Испепеленный
Шрифт:
И никому не приходило в голову, что красть нехорошо, риск все списывал. Но вот если риска не было…
Однажды в универмаге какой-то мужик обронил двадцатик новыми (это была сумма солидная, две бутылки фруктовки), и тот, как положено, звеня и подпрыгивая, улегся прямо у моих ног. Чего никто не заметил. И я как бы в рассеянности нагнулся и сунул его в карман.

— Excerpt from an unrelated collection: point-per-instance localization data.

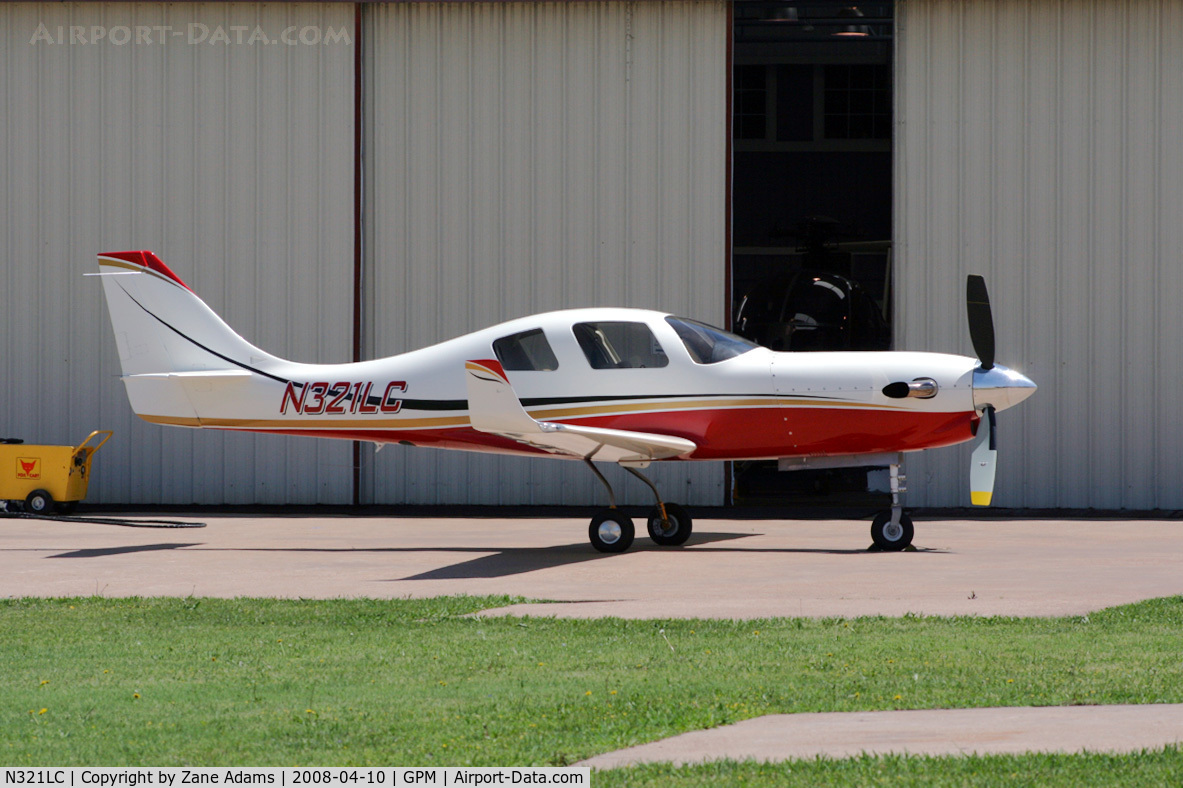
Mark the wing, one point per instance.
(495, 408)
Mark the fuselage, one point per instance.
(755, 405)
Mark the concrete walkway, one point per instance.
(945, 731)
(730, 569)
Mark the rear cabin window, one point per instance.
(620, 346)
(525, 351)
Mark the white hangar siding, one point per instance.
(522, 156)
(532, 156)
(1040, 143)
(234, 163)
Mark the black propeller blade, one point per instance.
(981, 321)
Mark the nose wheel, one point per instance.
(611, 531)
(892, 535)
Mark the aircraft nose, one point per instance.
(1001, 387)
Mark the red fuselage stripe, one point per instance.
(721, 434)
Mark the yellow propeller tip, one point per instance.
(981, 498)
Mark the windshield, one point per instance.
(708, 344)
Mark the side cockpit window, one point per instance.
(620, 346)
(708, 344)
(525, 351)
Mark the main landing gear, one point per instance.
(612, 530)
(892, 529)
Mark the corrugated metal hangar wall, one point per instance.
(519, 156)
(523, 156)
(1040, 143)
(234, 162)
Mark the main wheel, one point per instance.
(611, 531)
(892, 537)
(677, 528)
(39, 502)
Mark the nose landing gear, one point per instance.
(892, 529)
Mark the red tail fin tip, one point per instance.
(149, 260)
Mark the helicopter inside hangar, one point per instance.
(812, 204)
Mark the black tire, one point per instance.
(39, 502)
(889, 538)
(673, 533)
(611, 531)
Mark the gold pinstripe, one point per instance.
(137, 269)
(463, 421)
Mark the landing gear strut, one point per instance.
(892, 530)
(612, 530)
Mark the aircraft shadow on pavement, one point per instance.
(97, 553)
(516, 561)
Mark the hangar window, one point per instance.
(708, 344)
(525, 351)
(619, 346)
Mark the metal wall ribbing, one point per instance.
(233, 161)
(531, 156)
(1040, 143)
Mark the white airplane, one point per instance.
(621, 386)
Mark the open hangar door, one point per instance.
(812, 202)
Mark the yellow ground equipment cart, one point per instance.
(45, 478)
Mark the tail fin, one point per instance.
(167, 335)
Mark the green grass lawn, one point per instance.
(204, 682)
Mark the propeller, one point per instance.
(981, 320)
(983, 462)
(995, 388)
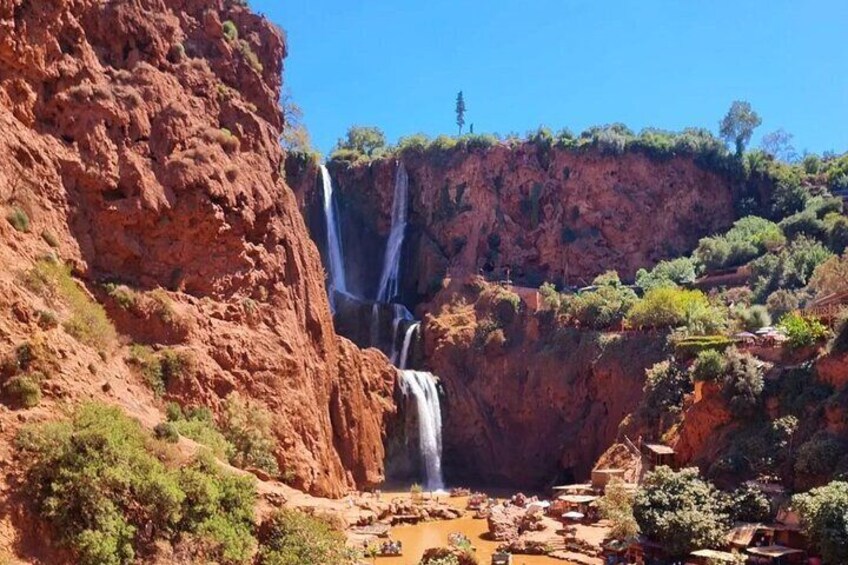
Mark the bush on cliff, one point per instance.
(824, 520)
(290, 537)
(604, 307)
(87, 321)
(681, 511)
(666, 386)
(749, 238)
(803, 331)
(669, 307)
(97, 481)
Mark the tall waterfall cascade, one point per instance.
(421, 386)
(390, 278)
(423, 416)
(335, 268)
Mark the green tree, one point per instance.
(824, 518)
(739, 124)
(368, 141)
(460, 111)
(617, 507)
(681, 511)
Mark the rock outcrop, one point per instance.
(537, 214)
(529, 402)
(141, 139)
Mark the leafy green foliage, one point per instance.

И ощутил такой тошнотный спазм, что рванул за мужиком и уже на улице сунул ему беленький кружочек и бросился бежать, чтобы не слышать благодарностей, которых не заслужил. Я как будто предвидел, что когда-то мне предстоит предстать перед всевидящим оком Ангела.
Примерно тогда же мы начали вооружаться поджигами и финками. Финка, если не путаю,
Рукоятки делались из ружейных гильз, а особые мастера изготавливали наборные рукоятки из цветного пластигласа. Это был вопрос престижа, а резать своего брата было особо незачем: блатная аристократия друг друга уважала, а плебс ее и без финарей почитал. Нарваться на пику мог разве что какой-нибудь залетный чужак.
Поджиги требовали побольше умений. Медная трубочка с расплющенным концом приматывалась серой изолентой к деревянному пистолетику, поближе к расплющенному концу делался узенький пропил, к которому при помощи дырочки, просверленной гвоздем в пистолетной тушке, присобачивалась головка спички, еще сколько-то головок соскабливались о край трубочки в ствол, поверх этого заряда забивался маленький газетный пыжик, за которым следовала закрепленная еще одним пыжиком свинцовая пулька (пульки мы выплавляли из аккумуляторных решеток, валявшихся за автобазой). Затем нужно было поджиг направить на цель, изо всех сил отвернуться, ибо трубку частенько разрывало или разжимало расплющенный конец, и чиркнуть спичечным коробком по спичке, прижатой к пропилу. Спичка вспыхивала, через отверстие вспыхивал главный заряд, пулька вылетала и попадала иногда довольно близко к цели – что-нибудь на полметра, если повезет.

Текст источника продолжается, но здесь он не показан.